Achieving Quality Education Will Cost
Achieving Quality Education Will Take More Money And Teachers, Concludes UN Forum
New York, Dec 18 2008 10:10AM
Achieving the goal of quality education for all by 2015 will require countries to devote greater funds to this critical sector and to address the growing shortage of qualified teachers, according to a United Nations meeting that concluded today in Oslo.
In the final declaration adopted at the close of the three-day forum, organized by the UN Educational, Scientific and Cultural Organization (UNESCO) and the Norwegian Government, delegates called on national governments to devote at least four to six per cent of gross national product (GNP) and 15 to 20 per cent of public expenditure to education.
The High-Level Group on Education for All (EFA) also urged development partners to increase official development assistance (ODA) and give priority to investment in basic education.
The Oslo Declaration stressed that education “is one of the most effective tools” for achieving “economic growth and recovery, reducing poverty, hunger and child labour” and “improving health, incomes and livelihoods.”

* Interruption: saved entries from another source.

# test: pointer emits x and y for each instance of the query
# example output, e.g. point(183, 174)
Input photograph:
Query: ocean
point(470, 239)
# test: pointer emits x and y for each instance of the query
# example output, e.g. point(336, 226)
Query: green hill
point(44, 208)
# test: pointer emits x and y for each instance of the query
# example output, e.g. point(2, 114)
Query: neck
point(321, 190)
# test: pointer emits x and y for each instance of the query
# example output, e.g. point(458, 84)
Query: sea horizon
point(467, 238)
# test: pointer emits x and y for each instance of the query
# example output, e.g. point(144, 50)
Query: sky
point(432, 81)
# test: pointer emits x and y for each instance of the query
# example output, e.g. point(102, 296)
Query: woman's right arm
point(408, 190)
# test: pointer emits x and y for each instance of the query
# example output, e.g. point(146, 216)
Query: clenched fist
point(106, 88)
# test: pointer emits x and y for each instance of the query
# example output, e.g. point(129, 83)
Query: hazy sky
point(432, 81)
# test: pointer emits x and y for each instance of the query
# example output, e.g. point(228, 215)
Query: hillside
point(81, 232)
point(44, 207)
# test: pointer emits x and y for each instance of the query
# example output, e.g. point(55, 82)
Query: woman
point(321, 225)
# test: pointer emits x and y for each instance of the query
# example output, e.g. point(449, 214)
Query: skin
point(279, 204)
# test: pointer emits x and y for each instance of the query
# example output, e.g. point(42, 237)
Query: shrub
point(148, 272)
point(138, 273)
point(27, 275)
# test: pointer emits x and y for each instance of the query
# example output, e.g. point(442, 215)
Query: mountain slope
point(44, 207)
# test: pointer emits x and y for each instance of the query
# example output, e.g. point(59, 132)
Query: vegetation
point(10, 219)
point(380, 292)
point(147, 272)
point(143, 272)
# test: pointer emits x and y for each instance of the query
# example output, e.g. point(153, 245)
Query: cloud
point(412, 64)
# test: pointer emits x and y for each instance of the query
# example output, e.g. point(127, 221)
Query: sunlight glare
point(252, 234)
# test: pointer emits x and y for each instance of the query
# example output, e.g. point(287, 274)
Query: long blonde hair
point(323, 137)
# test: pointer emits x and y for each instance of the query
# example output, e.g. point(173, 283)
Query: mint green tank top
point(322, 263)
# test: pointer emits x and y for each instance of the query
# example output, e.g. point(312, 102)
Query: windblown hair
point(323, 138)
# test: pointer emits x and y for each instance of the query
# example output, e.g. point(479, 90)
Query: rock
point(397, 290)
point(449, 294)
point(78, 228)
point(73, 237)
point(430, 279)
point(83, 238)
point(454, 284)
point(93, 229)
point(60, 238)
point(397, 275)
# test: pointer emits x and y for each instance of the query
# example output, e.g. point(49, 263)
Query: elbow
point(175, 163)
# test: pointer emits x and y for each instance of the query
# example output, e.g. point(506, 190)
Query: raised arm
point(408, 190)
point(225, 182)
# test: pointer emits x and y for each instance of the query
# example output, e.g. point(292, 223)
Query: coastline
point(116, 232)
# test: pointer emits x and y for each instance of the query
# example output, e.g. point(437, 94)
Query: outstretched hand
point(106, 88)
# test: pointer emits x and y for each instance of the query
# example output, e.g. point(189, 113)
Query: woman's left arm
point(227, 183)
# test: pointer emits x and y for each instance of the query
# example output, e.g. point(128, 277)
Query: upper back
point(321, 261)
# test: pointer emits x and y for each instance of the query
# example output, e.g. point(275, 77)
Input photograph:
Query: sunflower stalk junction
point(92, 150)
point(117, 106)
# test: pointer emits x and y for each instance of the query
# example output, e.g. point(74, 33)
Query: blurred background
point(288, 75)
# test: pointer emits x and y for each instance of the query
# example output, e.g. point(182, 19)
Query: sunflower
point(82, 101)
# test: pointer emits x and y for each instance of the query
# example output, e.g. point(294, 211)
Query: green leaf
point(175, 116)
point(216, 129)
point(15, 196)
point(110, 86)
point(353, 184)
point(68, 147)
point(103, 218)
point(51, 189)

That is why strong support for achieving internationally agreed development goals, including “education for all (EFA)” – the pledge made by world leaders in the Senegalese capital, Dakar, in 1999 – and the anti-poverty targets with a 2015 deadline, known as the Millennium Development Goals (MDGs), are even more important now that it was before the onset of the current global financial crisis.
Delegates also endorsed the creation of an international task force on “Teachers for EFA,” a voluntary alliance of EFA partners working together to address the global, and growing, shortage of teachers.
“Without adequate numbers of professionally qualified teachers, including female teachers, who are deployed in the right places, well-remunerated and motivated, adequately supported and proficient in local languages, we cannot offer the world’s children quality education” said the Group, which brings together top-level representatives from government, development agencies, UN agencies, civil society and the private sector.
An estimated 18 million new primary teachers will be needed in the next seven years to achieve universal primary education by the target date of 2015.
The Group highlighted the importance of equity in education, noting that at least 29 million children will still not have access to primary school in 2015.
Reaching these children will require policies to reduce disparities, expanding early childhood care and basic education, ensuring affordable learning opportunities at post-primary levels and addressing adult literacy needs.